Air Dried Dog Food ? Real Meat | Only Natural Pet MaxMeat

You can also save some money by using a base mix (The Honest Kitchen has several; several other brands do too). The Sojo's base mix with grain is the least expensive of them because they sell it in large bags. You add water to mix it up into a porridge, then add fresh meat. The combination is a complete meal. I feed THK's Preference (no grain) that way.


----------



## Liffey (Jan 12, 2017)

Magwart said:


> They're giving you a good price on NWN!
> 
> Only Natural Pet (onlynaturalpet.com) in Colorado has introduced a line to compete with Ziwi recently. It's called "Max Meat," and is a little less expensive that Ziwi (about $10/lb vs. $14-15/lb for Ziwi). You might look on their website or even give them a call (they're very nice to deal with by phone). They have tons of coupon codes out there (right now it's $20 off $100), plus 3% back from Ebates. They sell other brands too (Ziwi, THK, etc.).
> Air Dried Dog Food ? Real Meat | Only Natural Pet MaxMeat
> ...


I'll check out Max Meat. As far as base mixes go, it's a 0% possibility. He will not eat any flavor of Sojos, Grandma Lucy's, Stella & Chewy's, Honest Kitchen... he literally sniffs it and backs away or leaves the room lol.

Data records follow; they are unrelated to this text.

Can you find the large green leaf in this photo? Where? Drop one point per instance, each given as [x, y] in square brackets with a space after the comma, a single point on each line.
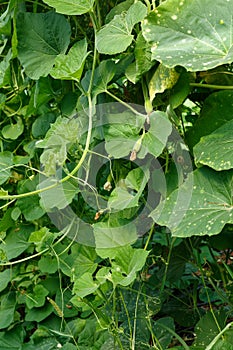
[41, 38]
[14, 130]
[194, 34]
[212, 116]
[215, 150]
[70, 66]
[142, 63]
[37, 297]
[156, 138]
[112, 237]
[29, 206]
[85, 285]
[16, 241]
[116, 36]
[127, 262]
[121, 139]
[59, 196]
[128, 194]
[71, 7]
[210, 207]
[5, 277]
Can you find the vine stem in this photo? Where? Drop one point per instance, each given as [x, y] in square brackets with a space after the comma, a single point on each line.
[88, 140]
[125, 104]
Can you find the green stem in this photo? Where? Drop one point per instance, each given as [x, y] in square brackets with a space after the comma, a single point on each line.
[149, 236]
[210, 86]
[185, 346]
[135, 320]
[166, 266]
[125, 104]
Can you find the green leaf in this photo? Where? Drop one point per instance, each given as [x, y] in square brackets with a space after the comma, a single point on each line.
[58, 197]
[215, 150]
[208, 327]
[5, 69]
[104, 73]
[123, 197]
[12, 339]
[155, 139]
[209, 209]
[85, 285]
[29, 206]
[193, 34]
[41, 238]
[41, 38]
[142, 63]
[37, 298]
[6, 161]
[121, 131]
[7, 309]
[212, 116]
[42, 124]
[39, 314]
[56, 143]
[71, 7]
[127, 262]
[16, 241]
[163, 78]
[48, 264]
[13, 131]
[116, 36]
[71, 66]
[5, 278]
[112, 237]
[81, 260]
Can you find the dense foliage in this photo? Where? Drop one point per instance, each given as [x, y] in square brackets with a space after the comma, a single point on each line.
[116, 174]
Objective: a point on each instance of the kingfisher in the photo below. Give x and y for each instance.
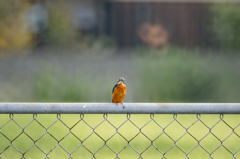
(119, 91)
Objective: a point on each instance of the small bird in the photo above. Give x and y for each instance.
(119, 91)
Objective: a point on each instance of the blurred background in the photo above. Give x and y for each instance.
(75, 51)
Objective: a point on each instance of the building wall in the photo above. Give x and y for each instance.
(185, 22)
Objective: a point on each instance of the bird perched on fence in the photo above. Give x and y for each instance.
(119, 91)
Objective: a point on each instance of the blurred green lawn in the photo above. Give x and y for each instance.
(116, 142)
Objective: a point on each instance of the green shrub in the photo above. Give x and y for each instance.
(178, 77)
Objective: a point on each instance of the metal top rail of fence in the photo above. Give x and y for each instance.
(135, 136)
(111, 108)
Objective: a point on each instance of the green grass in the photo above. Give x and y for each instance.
(92, 143)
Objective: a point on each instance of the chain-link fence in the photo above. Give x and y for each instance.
(108, 134)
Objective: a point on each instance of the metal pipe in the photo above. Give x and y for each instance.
(111, 108)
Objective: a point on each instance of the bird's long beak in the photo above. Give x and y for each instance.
(120, 82)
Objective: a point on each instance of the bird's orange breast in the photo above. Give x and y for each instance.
(119, 93)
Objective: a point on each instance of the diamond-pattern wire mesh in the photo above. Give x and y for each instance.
(164, 143)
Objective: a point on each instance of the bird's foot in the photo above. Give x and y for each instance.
(123, 105)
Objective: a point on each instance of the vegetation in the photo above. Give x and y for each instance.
(116, 142)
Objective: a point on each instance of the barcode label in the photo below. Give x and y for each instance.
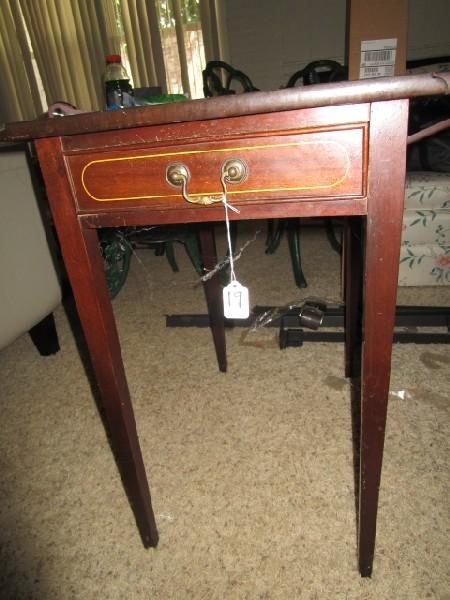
(377, 58)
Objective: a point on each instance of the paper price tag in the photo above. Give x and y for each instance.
(235, 301)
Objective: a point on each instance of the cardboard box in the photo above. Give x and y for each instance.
(377, 38)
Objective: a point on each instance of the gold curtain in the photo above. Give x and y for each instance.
(20, 97)
(54, 50)
(70, 39)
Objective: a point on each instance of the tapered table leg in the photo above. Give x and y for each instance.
(352, 294)
(84, 264)
(213, 293)
(386, 180)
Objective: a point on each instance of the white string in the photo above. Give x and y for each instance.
(227, 223)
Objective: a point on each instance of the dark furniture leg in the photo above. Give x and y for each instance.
(293, 235)
(382, 250)
(213, 293)
(81, 252)
(352, 294)
(45, 336)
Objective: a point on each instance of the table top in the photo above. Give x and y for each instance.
(252, 103)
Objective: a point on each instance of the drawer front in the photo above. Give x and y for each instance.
(302, 165)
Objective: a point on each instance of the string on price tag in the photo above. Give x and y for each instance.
(236, 302)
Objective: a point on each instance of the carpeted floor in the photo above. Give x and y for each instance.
(251, 471)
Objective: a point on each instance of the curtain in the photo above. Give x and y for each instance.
(20, 98)
(54, 50)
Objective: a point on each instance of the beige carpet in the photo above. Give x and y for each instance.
(251, 471)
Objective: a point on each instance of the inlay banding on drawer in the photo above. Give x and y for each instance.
(313, 164)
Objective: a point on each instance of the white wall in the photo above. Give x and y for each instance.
(271, 39)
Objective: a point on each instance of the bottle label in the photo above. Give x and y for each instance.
(119, 96)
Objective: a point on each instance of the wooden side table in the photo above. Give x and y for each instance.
(328, 150)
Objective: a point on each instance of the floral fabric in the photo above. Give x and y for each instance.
(425, 250)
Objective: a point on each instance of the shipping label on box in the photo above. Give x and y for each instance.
(377, 58)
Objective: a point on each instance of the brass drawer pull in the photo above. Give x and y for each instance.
(234, 170)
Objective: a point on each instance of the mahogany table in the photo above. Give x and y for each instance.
(326, 150)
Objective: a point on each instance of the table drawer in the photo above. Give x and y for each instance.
(296, 165)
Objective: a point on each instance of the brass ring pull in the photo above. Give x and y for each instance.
(178, 175)
(234, 170)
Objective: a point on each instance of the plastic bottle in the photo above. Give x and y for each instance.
(118, 90)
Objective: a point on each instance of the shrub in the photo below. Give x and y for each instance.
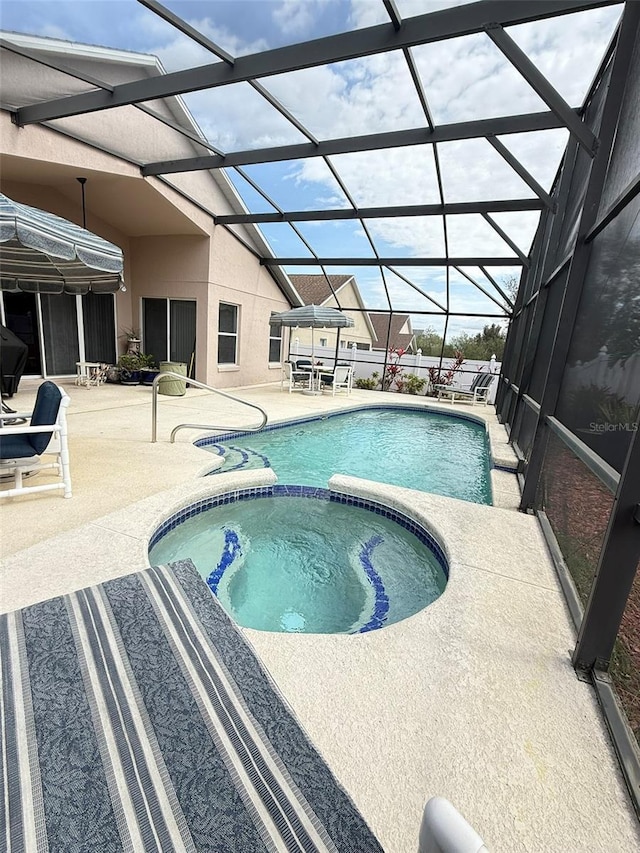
(412, 384)
(368, 384)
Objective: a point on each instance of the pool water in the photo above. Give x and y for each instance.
(303, 565)
(416, 449)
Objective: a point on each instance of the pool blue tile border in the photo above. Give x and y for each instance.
(313, 492)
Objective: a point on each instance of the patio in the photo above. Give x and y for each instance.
(474, 698)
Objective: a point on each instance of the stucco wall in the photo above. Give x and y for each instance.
(238, 279)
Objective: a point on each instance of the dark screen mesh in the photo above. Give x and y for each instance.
(600, 394)
(155, 328)
(552, 297)
(182, 315)
(578, 506)
(60, 327)
(580, 178)
(527, 429)
(625, 159)
(99, 327)
(625, 663)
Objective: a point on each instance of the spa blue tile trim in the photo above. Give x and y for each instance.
(381, 605)
(204, 504)
(231, 550)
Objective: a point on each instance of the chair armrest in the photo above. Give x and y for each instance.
(14, 415)
(30, 430)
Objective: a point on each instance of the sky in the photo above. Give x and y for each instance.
(464, 79)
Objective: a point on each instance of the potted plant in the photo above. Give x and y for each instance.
(132, 337)
(148, 369)
(129, 368)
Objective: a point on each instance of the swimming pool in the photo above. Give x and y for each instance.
(428, 451)
(304, 560)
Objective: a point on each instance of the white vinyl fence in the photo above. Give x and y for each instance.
(365, 362)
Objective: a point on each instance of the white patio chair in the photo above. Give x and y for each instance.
(340, 379)
(477, 393)
(296, 380)
(44, 434)
(444, 830)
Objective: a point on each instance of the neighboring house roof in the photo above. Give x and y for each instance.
(315, 290)
(397, 338)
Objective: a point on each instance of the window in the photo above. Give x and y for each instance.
(275, 343)
(227, 334)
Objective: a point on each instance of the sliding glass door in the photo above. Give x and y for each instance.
(169, 330)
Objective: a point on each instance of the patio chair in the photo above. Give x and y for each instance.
(45, 434)
(296, 380)
(477, 393)
(341, 378)
(303, 364)
(444, 830)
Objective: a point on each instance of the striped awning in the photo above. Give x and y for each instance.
(43, 253)
(312, 316)
(134, 716)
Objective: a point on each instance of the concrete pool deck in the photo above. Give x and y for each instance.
(473, 698)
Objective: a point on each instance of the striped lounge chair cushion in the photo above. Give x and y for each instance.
(135, 717)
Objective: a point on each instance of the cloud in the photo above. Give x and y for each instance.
(297, 17)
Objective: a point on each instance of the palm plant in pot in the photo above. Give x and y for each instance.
(129, 368)
(148, 369)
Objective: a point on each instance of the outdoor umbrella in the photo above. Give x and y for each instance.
(313, 317)
(42, 253)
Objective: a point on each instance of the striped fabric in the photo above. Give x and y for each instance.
(136, 718)
(43, 253)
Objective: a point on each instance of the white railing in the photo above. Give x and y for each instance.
(365, 362)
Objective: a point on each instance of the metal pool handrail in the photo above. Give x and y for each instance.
(154, 408)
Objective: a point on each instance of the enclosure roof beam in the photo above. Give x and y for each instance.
(393, 13)
(168, 16)
(481, 207)
(392, 262)
(539, 83)
(369, 142)
(502, 233)
(526, 176)
(422, 29)
(482, 289)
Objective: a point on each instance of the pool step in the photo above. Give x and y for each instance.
(238, 458)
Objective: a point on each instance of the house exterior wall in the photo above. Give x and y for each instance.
(238, 278)
(172, 248)
(360, 333)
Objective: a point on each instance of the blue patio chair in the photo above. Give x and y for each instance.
(43, 434)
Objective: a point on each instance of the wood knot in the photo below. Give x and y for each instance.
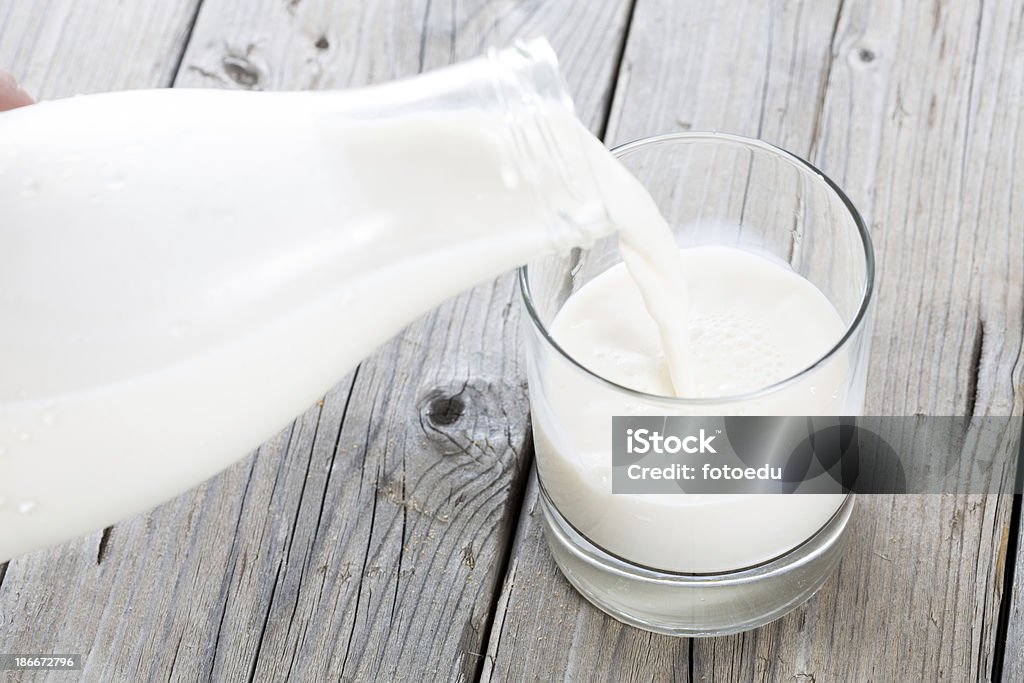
(243, 72)
(483, 418)
(443, 411)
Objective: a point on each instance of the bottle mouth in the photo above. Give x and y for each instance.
(856, 323)
(548, 143)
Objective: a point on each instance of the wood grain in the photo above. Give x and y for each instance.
(58, 48)
(914, 110)
(367, 541)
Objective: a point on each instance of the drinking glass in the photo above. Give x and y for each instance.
(700, 564)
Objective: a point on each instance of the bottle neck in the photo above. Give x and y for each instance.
(552, 152)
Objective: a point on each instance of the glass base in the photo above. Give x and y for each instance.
(695, 605)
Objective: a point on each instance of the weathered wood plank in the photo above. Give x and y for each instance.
(367, 541)
(60, 48)
(1013, 652)
(914, 110)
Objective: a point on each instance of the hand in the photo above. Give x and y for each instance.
(11, 96)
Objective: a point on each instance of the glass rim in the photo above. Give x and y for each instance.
(750, 142)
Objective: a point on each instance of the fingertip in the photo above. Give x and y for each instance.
(11, 95)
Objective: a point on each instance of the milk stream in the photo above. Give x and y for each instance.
(181, 272)
(751, 323)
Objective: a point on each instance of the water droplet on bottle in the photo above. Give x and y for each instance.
(179, 330)
(30, 187)
(510, 178)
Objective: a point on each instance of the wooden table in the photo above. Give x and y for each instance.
(391, 532)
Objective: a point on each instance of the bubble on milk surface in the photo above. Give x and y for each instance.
(725, 341)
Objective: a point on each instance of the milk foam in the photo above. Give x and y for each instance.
(752, 323)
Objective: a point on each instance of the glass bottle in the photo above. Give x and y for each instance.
(182, 271)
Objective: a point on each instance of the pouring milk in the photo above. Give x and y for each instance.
(181, 272)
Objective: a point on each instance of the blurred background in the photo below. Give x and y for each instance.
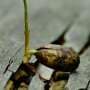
(48, 19)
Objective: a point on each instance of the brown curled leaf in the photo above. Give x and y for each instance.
(61, 58)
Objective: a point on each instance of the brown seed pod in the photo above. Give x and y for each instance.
(61, 58)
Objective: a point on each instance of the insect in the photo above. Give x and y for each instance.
(61, 59)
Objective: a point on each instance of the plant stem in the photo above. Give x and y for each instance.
(27, 34)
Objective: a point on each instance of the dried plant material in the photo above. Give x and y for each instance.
(23, 75)
(62, 58)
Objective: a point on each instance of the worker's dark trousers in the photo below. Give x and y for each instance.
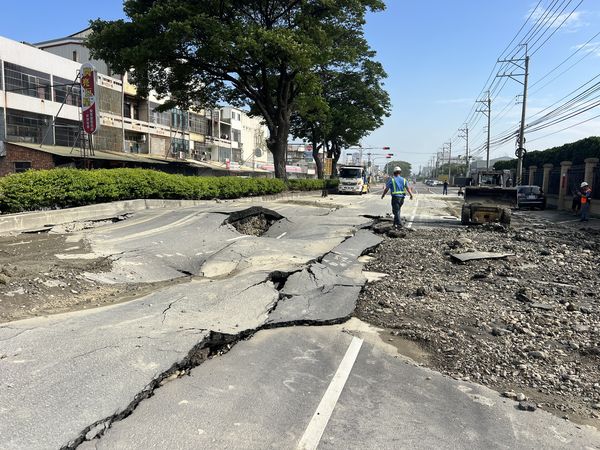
(397, 202)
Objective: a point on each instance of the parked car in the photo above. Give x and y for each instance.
(531, 196)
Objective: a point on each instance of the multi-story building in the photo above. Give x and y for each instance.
(39, 104)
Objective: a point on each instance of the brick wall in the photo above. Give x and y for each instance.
(16, 154)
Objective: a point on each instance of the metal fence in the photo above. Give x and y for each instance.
(538, 178)
(554, 184)
(576, 177)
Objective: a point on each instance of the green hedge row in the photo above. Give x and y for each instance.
(64, 188)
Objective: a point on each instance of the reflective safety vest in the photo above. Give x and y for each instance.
(585, 196)
(398, 190)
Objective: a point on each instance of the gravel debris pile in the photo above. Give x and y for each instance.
(528, 323)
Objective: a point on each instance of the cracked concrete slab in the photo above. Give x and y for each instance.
(328, 290)
(80, 368)
(167, 251)
(264, 392)
(255, 253)
(90, 367)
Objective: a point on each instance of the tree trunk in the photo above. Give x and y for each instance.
(336, 153)
(277, 145)
(318, 160)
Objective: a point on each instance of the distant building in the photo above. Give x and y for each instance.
(39, 104)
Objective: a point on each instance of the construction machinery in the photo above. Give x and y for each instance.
(487, 200)
(353, 180)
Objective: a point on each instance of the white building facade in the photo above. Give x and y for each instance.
(39, 104)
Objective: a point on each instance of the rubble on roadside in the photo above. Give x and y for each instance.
(528, 323)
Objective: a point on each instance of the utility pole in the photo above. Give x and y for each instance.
(449, 161)
(520, 153)
(465, 136)
(488, 112)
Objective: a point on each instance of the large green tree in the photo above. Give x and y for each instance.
(353, 102)
(257, 53)
(358, 104)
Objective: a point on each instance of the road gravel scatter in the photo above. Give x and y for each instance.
(527, 325)
(34, 281)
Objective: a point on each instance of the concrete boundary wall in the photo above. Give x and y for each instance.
(564, 198)
(38, 220)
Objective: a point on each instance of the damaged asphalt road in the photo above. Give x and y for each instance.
(222, 360)
(93, 367)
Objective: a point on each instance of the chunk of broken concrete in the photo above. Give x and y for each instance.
(473, 256)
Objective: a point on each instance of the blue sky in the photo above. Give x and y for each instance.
(438, 55)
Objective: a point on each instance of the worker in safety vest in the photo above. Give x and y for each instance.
(586, 197)
(399, 188)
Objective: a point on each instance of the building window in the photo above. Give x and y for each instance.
(66, 133)
(66, 91)
(110, 101)
(24, 81)
(198, 124)
(22, 166)
(179, 119)
(180, 145)
(160, 118)
(131, 108)
(24, 126)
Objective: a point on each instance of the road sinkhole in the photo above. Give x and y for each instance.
(254, 221)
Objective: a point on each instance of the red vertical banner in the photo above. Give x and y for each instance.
(89, 98)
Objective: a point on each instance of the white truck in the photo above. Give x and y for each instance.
(353, 180)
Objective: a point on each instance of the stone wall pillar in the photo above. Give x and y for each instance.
(532, 171)
(590, 165)
(564, 183)
(546, 181)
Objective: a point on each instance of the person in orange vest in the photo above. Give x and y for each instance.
(586, 197)
(399, 188)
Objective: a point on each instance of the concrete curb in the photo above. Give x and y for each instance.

He's the pickiest eater I've ever met.


----------



## Liffey (Jan 12, 2017)

Products 

The prices here are amazing. I sent them an email with some questions. It could cost me only $150/month to feed him if this place works out!


----------



## Magwart (Jul 8, 2012)

Liffey said:


> Products
> 
> The prices here are amazing. I sent them an email with some questions. It could cost me only $150/month to feed him if this place works out!


They sell Blue Ridge. Since you don't want to feed conventional meat according to your post above, you should dig into their reputation and sourcing (not just the sales rep's CLAIMS about sourcing). The reason to dig a bit is that there was a little bit of controversy involving Blue Ridge from a few years back.

Past controversy discussed here:
http://www.germanshepherds.com/forum/b-r-f-raw-feeding/582065-so-blue-ridge-raw-no-longer-good.html

And over at DFA (scroll down to the comments with an allegation about the owner's "other business" -- all unsubstantiated, but pretty troubling):
Topic: Blue Ridge Beef Raw Dog Food

I'd really like to know if those allegations are based on facts or not. I've never yet seen a good explanation for WHY is it so much cheaper than other brands of raw beef, given what human food-grade meat sells for. 

There are some people here who have fed BR, so before placing an order you might want to post a new thread to see what recent experiences are with it, since those threads are several years old.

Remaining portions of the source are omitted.